C. The provider shall conduct systemic risk assessment reviews at least annually to

identify and respond to practices, situations, and policies that could result in the risk of harm to individuals receiving services. The risk assessment review shall address (i) the environment of care; (ii) clinical assessment or reassessment processes; (iii) staff competence and adequacy of staffing; (iv) use of high risk procedures, including seclusion and restraint; and (v) a review of serious incidents. This process shall incorporate uniform risk triggers and thresholds as defined by the department.

 

  • Implementation of this requirement should be delayed until: DBHDS has provided adequate training to Providers on how to conduct systemic risk assessments that meet the Department’s standards, with special emphasis on the “uniform risk triggers and thresholds” as defined by the department, per the proposed regulations.
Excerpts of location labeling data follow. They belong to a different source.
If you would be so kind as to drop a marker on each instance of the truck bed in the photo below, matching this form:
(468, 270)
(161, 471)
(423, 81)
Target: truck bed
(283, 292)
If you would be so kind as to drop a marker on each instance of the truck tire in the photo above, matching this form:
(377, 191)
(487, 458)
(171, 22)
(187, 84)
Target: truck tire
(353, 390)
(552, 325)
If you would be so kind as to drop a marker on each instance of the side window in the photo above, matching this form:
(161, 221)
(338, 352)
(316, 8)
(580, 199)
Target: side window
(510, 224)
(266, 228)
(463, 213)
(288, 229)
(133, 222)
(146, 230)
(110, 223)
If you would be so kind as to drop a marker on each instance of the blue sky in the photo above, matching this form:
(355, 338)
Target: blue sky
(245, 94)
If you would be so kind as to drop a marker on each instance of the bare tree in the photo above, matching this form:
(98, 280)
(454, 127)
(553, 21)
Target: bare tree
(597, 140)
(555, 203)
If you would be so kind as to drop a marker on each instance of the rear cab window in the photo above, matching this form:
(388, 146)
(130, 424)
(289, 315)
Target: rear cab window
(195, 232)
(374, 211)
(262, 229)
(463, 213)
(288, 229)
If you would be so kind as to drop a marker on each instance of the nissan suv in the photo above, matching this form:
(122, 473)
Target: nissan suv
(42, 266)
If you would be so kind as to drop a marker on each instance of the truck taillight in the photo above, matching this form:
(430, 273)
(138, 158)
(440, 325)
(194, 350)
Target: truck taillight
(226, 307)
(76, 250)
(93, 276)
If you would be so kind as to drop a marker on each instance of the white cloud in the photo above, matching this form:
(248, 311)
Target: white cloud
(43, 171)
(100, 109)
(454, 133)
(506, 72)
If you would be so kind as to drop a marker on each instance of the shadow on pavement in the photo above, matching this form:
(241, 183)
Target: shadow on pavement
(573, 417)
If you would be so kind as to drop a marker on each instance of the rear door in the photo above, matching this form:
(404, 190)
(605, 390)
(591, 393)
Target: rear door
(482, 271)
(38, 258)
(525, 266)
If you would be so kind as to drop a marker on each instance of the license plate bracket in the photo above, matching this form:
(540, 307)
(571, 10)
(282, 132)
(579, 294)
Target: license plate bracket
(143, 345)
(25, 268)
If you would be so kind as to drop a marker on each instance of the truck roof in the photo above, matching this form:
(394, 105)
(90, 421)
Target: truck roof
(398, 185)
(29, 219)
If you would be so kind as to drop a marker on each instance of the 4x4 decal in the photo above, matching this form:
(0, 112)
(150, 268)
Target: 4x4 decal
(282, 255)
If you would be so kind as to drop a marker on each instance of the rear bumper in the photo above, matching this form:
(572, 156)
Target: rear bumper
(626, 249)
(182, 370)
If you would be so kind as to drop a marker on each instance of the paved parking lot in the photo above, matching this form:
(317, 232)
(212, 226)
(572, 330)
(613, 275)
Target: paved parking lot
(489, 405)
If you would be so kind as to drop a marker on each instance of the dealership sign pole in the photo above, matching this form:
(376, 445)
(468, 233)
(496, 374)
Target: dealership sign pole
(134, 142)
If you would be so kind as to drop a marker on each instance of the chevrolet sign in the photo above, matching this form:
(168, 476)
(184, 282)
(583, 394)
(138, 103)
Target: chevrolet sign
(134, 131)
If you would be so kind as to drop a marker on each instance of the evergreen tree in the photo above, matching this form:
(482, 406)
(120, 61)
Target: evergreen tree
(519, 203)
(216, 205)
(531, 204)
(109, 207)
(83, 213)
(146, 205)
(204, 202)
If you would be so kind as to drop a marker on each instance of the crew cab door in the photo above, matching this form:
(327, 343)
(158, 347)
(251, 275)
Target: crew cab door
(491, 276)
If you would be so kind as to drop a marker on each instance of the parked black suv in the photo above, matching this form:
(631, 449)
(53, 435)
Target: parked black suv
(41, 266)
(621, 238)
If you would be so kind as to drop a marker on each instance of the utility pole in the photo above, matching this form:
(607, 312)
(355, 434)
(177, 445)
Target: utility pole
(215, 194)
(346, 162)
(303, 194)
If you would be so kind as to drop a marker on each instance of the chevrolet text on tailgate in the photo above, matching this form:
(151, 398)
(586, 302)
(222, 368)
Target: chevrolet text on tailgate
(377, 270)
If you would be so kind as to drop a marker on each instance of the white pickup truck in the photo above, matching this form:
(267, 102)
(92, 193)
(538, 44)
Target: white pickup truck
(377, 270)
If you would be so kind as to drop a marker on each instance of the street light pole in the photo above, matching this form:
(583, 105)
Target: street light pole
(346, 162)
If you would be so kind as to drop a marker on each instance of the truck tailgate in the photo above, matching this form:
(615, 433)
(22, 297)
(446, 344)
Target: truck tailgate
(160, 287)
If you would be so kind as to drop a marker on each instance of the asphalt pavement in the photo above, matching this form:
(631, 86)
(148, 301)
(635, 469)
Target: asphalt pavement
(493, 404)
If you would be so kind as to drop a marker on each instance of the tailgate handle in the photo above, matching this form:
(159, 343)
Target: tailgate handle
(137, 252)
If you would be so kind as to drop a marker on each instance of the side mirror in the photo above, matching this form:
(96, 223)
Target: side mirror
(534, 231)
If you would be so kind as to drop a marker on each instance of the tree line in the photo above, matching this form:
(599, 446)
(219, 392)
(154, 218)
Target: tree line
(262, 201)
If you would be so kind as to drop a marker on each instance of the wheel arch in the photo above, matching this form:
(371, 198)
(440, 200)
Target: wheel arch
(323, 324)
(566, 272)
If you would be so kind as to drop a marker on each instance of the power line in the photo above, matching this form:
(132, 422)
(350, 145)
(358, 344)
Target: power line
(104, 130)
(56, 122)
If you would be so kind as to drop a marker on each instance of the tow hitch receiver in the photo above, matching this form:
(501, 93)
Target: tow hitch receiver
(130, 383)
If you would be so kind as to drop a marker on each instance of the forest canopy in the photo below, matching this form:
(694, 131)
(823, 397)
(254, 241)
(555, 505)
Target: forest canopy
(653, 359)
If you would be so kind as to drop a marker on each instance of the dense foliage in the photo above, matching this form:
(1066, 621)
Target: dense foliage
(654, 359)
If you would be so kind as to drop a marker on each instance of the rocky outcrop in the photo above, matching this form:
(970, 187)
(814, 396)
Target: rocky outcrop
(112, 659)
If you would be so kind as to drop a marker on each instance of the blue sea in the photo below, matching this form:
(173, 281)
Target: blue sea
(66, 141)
Given the DOJ’s scrutiny and the Department’s increased emphasis in this area, it is imperative Providers have the support and training, facilitated by DBHDS, to ensure this standard is adequately applied.

 

  1. 12VAC35-105-675. Reassessments and ISP reviews.

 

D. 3. For goals and objectives that were not accomplished by the identified target date, the provider and any appropriate treatment team members shall meet to review the reasons for lack of progress and provide the individual an opportunity to make an informed choice of how to proceed.

 

  • This section should read “the provider and/or any appropriate treatment team members” to more adequately represent Providers offering services to individuals in mental health and ARTS programming. Although it is recognized a treatment team approach would be ideal in progress review, this option is not always readily available, even with care coordination support. The proposed writing of this portion of regulation might result in over interpretation or misapplication.